树莓派4b开发之开发环境搭建
工作需要购置树莓派4b板子两块,现记录一下搭建开发环境的过程
一、树莓派系统镜像烧写
1、官网下载最新系统镜像,我下的文件名为:2020-08-20-raspios-buster-armhf.img
2、准备一张16G的内存卡,使用专门的格式化工具SDFormatter格式化SD卡。

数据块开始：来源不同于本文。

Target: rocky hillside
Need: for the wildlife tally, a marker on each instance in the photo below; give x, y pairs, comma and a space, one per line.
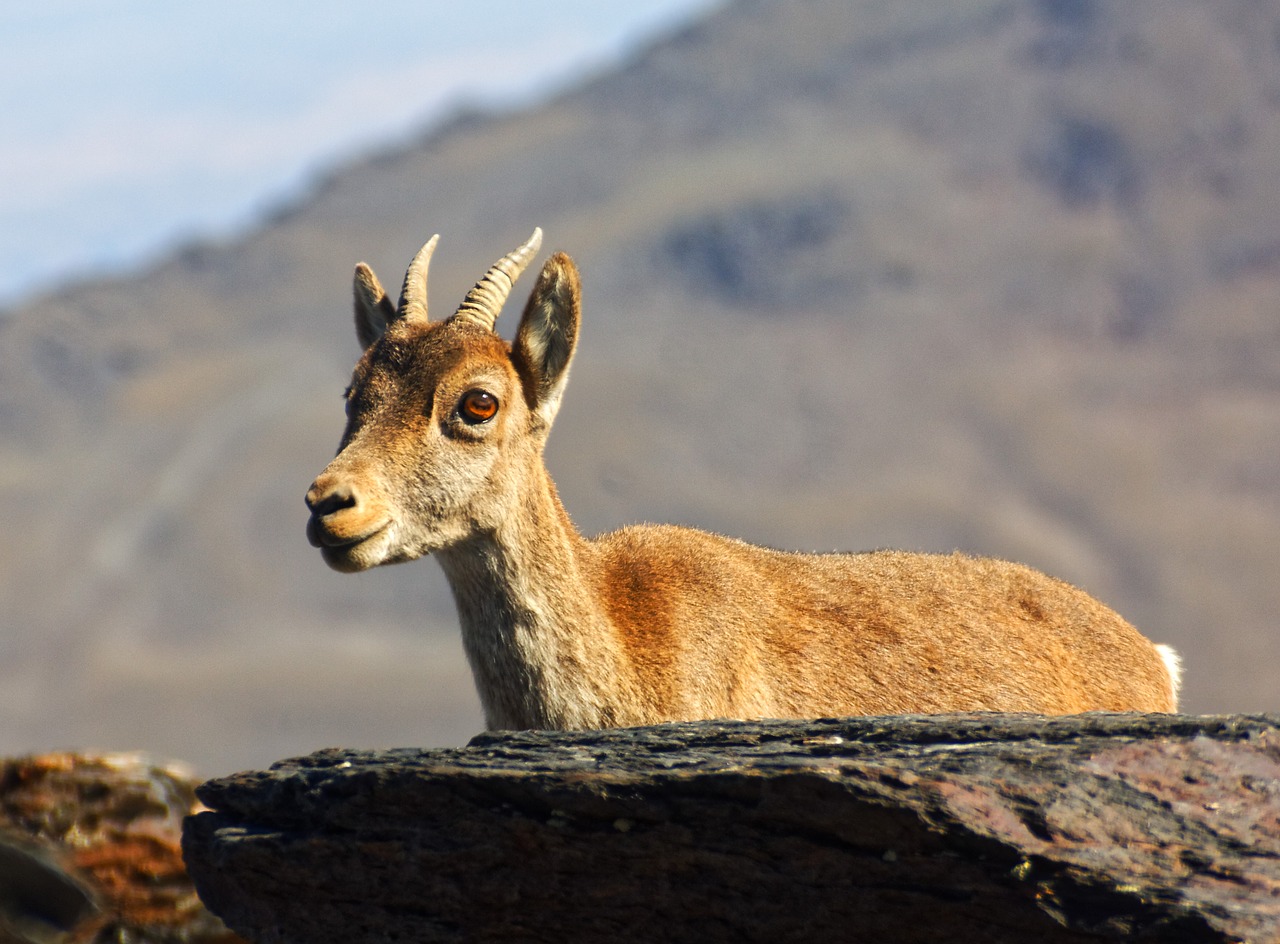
1000, 275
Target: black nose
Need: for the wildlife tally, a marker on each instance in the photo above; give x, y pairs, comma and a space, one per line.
327, 498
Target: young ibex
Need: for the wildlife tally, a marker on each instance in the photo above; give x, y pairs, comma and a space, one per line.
443, 454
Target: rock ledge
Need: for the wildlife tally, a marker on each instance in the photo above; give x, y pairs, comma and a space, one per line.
974, 828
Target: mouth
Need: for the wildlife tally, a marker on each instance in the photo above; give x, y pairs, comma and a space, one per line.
350, 554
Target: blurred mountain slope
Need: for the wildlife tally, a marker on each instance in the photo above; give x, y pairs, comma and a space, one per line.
1000, 275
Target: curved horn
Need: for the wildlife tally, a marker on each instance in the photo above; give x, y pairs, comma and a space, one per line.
484, 302
412, 306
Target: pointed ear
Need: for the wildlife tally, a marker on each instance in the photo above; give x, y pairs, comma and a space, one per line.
374, 310
548, 334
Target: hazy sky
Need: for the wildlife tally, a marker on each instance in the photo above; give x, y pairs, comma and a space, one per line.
136, 123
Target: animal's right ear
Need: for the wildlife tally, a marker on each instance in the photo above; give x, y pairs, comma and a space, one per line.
374, 310
548, 334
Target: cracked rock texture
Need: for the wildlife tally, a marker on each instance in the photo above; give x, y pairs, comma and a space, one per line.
977, 828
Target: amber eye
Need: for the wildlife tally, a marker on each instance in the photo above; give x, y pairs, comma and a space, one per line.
478, 406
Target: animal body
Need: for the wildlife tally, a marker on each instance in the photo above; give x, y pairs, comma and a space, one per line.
443, 454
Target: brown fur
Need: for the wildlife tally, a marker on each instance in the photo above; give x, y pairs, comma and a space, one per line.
659, 623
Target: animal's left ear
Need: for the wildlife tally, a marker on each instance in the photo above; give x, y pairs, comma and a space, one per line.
374, 310
548, 334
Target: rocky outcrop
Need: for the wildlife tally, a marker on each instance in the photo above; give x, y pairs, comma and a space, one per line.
981, 828
88, 853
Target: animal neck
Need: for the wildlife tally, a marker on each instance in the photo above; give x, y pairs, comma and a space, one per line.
540, 649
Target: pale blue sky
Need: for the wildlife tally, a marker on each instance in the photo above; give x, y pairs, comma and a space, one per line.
133, 124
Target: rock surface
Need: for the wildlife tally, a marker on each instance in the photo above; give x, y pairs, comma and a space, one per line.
90, 853
978, 828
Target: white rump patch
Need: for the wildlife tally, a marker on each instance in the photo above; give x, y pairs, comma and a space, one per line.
1174, 664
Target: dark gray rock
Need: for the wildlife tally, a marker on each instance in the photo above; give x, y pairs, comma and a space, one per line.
979, 828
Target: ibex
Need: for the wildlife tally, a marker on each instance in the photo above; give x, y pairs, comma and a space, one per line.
443, 454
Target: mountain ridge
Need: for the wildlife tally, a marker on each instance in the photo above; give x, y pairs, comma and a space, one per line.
997, 276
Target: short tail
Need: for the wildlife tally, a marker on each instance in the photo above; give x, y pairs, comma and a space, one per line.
1174, 665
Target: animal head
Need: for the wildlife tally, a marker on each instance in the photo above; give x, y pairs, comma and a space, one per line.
446, 421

3、Windows系统下下载安装烧写镜像工具Win32DiskImager。
(1)选择下载的系统镜像文件
(2)'设备'选择SD卡盘符.
(3)点击'写入'开始安装系统.安装结束后弹出完成对话框说明安装完成.
PS:在SD卡安装了Linux系统之后,再到Windows系统下查看,只剩下100多兆的容量.这是因为Linux系统下的分区Window是下是看不到的!装了Linux系统后,SD卡会分成三种格式的分区,分别是FAT32、EXT3、SWAP2
EXT3区属于Linux的文件系统,就和Windows的C盘一样;Swap区为Linux的虚拟内存区,主要在物理内存不够用的时候做缓存用的。以上两个,是Linux的分区。FAT32就是Windows看到的那100多兆了。
烧录成功后系统会因为无法识别分区而提示格式化分区,此时不要格式化,直接弹出内存卡即可。
二、启动树莓派
因为我没买显示器,所以我这里要用到 无屏幕有线远程启动树莓派(SSH)
1、开启SSH
将SD卡使用读卡器连接到电脑上,并打开SD卡盘符,新建“ssh”文件(无后缀)即可。
2、获取树莓派IP地址
首先确认连接方式,我这里使用的连接方式为:开发用的Windows电脑通过无线网连接到Internet,而树莓派我同过网线连在了提供无线网的路由器上。
我这里找到3种找到树莓派IP地址的方式:
(1)使用远程登陆软件Advanced IP Scanner ,点击‘扫描’,找到制作商为Raspberry Pi Foundation的地址信息,确认开机状态后记住该条信息的IP。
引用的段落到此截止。